After a twelve-week jury trial last year, the jury found that Janssen had caused the submission of almost 160,000 false claims to the United States, resulting in $120 million in actual damages.  By law, any damages awarded at trial are trebled, so the judge increased the damage award to $360 million.

Another feature of the False Claims Act is that, in addition to actual damages, the Court can impose a financial penalty for each false claim submitted. In this case, the Court imposed a penalty of $8,000 for each of the 159,574 claims submitted, bringing the total damage award to the final number of $1.64 billion.

There is a reasonable chance that Janssen will appeal this judgment, both with respect to liability and the award of damages, and there are several interesting issues that may arise on appeal.

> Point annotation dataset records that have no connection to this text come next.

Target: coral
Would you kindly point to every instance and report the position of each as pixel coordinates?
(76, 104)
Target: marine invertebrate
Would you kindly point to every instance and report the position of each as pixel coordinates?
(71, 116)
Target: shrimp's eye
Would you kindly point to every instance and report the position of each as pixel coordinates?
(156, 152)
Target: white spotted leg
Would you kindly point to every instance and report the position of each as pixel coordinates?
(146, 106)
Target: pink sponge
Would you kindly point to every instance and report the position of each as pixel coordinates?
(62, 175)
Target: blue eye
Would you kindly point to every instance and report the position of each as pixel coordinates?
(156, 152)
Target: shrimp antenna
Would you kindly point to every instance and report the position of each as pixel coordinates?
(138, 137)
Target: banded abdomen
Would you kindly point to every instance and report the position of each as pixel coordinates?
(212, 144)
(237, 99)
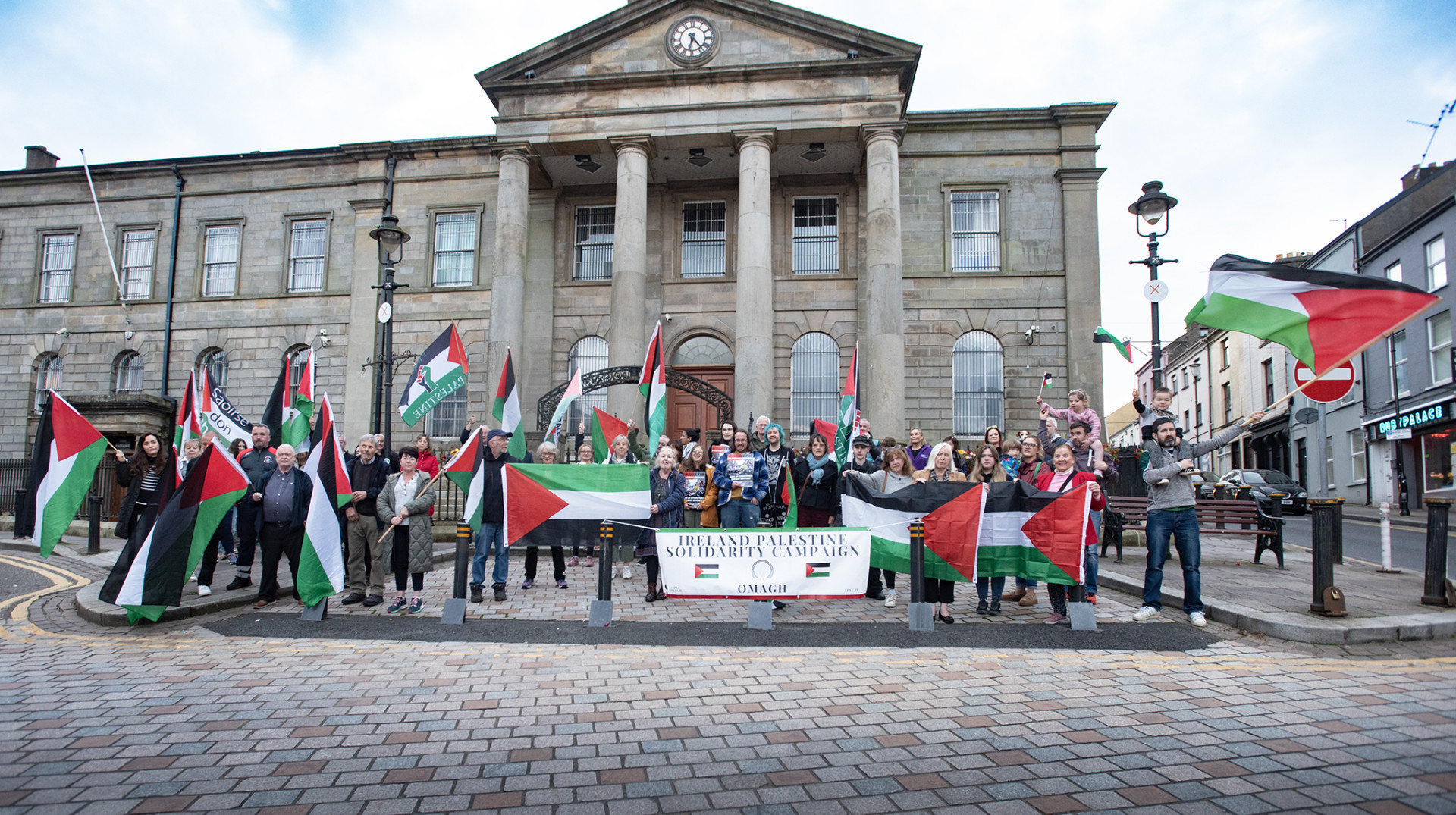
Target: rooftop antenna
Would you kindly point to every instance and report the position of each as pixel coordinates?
(1436, 127)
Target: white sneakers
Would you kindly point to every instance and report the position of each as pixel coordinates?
(1147, 613)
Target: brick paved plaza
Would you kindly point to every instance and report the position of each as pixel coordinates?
(180, 718)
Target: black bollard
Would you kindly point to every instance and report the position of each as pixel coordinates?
(922, 619)
(93, 533)
(1323, 546)
(1438, 517)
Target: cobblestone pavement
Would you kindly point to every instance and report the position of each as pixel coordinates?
(174, 718)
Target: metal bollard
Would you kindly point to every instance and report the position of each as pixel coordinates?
(922, 619)
(455, 609)
(1323, 546)
(93, 531)
(599, 613)
(1438, 517)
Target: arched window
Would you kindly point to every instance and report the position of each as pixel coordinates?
(130, 371)
(47, 378)
(814, 383)
(590, 354)
(977, 383)
(215, 362)
(702, 351)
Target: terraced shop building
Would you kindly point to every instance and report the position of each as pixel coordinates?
(747, 174)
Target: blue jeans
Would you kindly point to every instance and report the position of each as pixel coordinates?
(1183, 527)
(739, 514)
(490, 538)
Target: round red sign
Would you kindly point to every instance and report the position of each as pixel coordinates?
(1329, 387)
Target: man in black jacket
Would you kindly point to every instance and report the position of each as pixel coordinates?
(281, 509)
(492, 519)
(366, 566)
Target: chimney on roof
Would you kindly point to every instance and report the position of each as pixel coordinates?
(38, 158)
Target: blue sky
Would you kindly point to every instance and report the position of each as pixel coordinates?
(1272, 121)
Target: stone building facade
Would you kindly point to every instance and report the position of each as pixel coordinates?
(747, 174)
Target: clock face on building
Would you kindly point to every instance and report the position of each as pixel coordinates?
(692, 41)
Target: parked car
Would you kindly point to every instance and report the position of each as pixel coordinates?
(1266, 482)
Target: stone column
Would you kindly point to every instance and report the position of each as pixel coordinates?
(753, 332)
(507, 284)
(628, 332)
(881, 343)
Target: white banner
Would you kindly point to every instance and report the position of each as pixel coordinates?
(764, 565)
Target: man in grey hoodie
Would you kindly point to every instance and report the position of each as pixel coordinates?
(1171, 514)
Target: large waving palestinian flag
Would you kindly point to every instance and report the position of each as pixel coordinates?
(150, 578)
(321, 560)
(565, 504)
(1323, 318)
(63, 463)
(441, 371)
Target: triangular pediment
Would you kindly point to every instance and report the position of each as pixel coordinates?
(753, 36)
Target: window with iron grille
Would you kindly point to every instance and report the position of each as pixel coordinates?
(596, 232)
(306, 255)
(977, 381)
(590, 354)
(139, 251)
(455, 248)
(47, 378)
(220, 261)
(705, 239)
(974, 232)
(130, 371)
(816, 236)
(814, 383)
(57, 261)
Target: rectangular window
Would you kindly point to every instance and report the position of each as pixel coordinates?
(1436, 264)
(974, 232)
(1439, 332)
(139, 251)
(816, 236)
(455, 248)
(306, 255)
(1397, 360)
(705, 239)
(57, 261)
(596, 235)
(220, 261)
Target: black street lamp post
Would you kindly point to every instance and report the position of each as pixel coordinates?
(1152, 208)
(391, 251)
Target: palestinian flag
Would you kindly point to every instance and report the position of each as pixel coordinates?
(1027, 533)
(63, 463)
(1103, 335)
(603, 430)
(560, 506)
(1323, 318)
(468, 473)
(573, 393)
(321, 558)
(218, 414)
(441, 371)
(889, 516)
(149, 578)
(509, 409)
(187, 422)
(653, 384)
(848, 412)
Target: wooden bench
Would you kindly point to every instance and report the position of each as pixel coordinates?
(1215, 517)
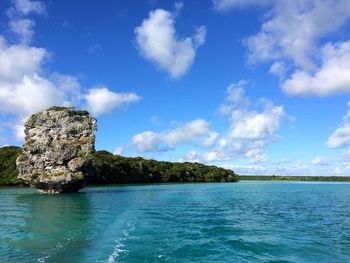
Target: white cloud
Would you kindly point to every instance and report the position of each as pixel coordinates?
(157, 41)
(340, 137)
(18, 23)
(319, 161)
(249, 130)
(26, 7)
(292, 30)
(254, 125)
(27, 87)
(332, 77)
(278, 68)
(101, 100)
(191, 132)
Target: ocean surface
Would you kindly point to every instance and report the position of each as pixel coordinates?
(252, 221)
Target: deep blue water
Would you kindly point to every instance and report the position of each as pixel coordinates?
(229, 222)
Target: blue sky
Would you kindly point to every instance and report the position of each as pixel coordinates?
(260, 87)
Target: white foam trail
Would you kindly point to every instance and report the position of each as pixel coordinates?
(118, 249)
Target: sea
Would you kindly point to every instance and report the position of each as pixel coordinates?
(249, 221)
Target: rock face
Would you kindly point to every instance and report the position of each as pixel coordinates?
(57, 151)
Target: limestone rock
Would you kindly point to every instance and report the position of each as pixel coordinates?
(57, 151)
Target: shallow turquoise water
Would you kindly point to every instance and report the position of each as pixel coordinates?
(230, 222)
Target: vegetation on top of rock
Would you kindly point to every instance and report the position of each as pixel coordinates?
(8, 170)
(114, 169)
(58, 150)
(59, 108)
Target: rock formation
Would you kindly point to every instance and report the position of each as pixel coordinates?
(57, 151)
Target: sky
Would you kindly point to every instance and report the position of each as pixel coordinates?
(260, 87)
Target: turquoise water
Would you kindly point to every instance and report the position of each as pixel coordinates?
(229, 222)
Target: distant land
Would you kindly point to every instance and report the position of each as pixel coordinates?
(114, 169)
(295, 178)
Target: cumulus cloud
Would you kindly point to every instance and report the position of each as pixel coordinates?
(26, 7)
(319, 161)
(341, 136)
(332, 77)
(195, 131)
(292, 30)
(248, 132)
(27, 87)
(18, 23)
(101, 100)
(157, 42)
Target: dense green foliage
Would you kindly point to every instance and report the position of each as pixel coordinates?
(113, 169)
(59, 108)
(295, 178)
(8, 170)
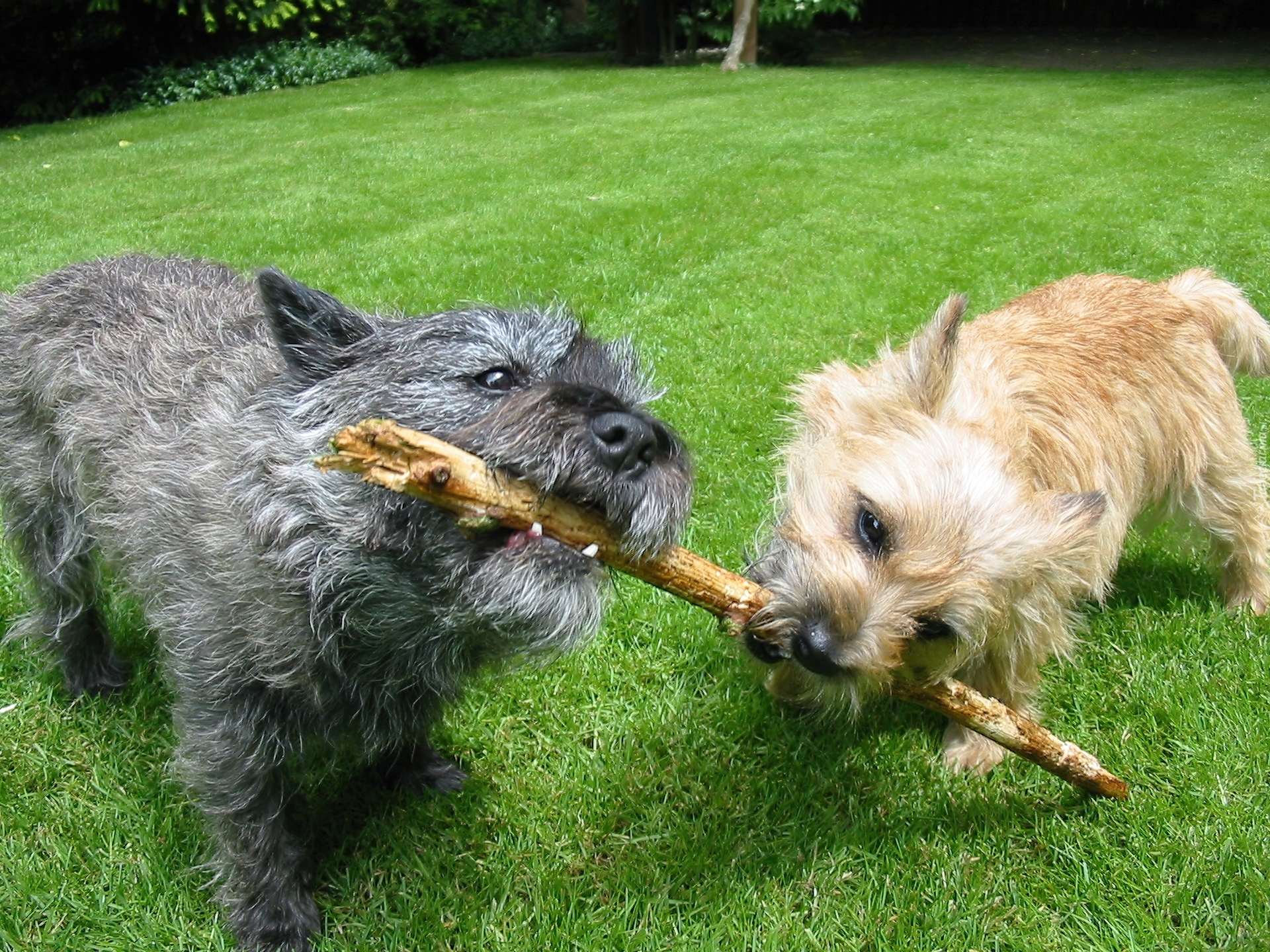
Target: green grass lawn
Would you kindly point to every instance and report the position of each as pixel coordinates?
(647, 793)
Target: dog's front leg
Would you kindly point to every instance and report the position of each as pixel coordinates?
(237, 770)
(419, 768)
(967, 750)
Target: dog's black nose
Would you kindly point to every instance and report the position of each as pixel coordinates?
(626, 444)
(810, 649)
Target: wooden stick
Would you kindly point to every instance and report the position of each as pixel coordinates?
(415, 463)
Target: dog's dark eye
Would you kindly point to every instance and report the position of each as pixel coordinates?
(929, 629)
(497, 379)
(873, 534)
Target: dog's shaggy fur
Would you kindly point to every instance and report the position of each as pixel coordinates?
(159, 418)
(949, 506)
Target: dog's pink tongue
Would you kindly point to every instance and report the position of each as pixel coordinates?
(519, 539)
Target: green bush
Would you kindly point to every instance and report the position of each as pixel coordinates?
(271, 66)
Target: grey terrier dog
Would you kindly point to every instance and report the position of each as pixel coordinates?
(158, 418)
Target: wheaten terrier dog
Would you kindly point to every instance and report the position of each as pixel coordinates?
(948, 507)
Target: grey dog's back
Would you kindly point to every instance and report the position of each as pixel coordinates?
(160, 416)
(116, 397)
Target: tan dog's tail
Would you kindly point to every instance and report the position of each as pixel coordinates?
(1241, 334)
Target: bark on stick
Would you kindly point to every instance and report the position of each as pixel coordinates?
(480, 498)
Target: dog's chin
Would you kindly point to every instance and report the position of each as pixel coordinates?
(535, 594)
(794, 684)
(513, 547)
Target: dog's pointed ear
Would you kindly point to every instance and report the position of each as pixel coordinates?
(931, 356)
(313, 329)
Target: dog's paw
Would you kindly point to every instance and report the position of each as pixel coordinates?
(967, 752)
(102, 676)
(277, 923)
(421, 771)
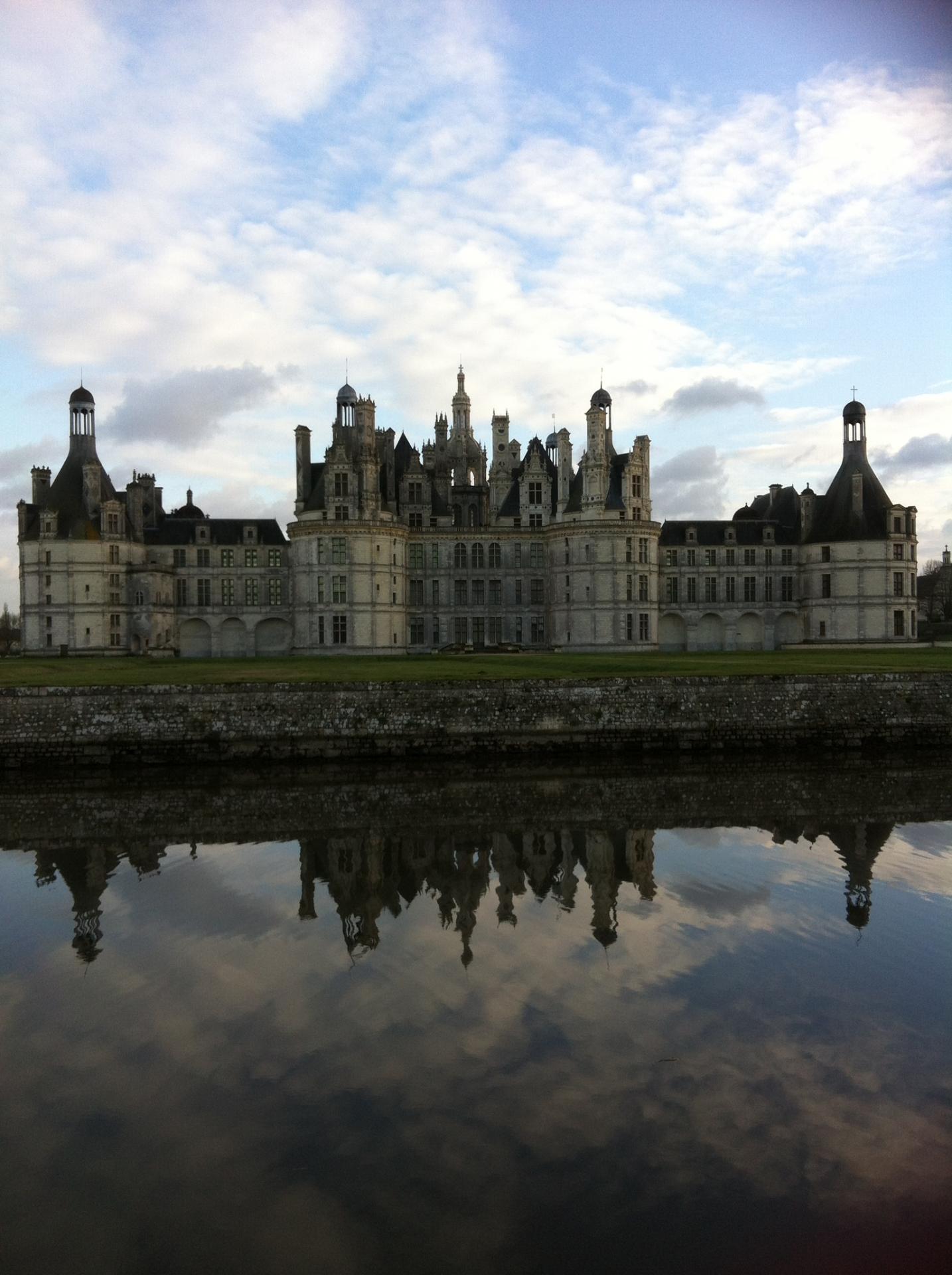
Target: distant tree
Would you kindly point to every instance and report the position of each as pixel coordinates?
(9, 632)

In particular, Janssen may argue that the penalties in this case (which account for more than $1.2 billion of the $1.6 billion judgment) violate the Eighth Amendment’s prohibition against “excessive fines.” Courts have sometimes held that penalties in a qui tam action are unconstitutional when they are “grossly disproportional” to the actual damages and the gravity of the defendant’s conduct.

Such cases have most often arisen when the actual damages are small and the penalties large.  Here, in contrast, both the underlying damages and the penalties are huge. The law in this area is still developing, so this case will be one to watch if Janssen does ultimately appeal the judgment, as it is widely expected to do.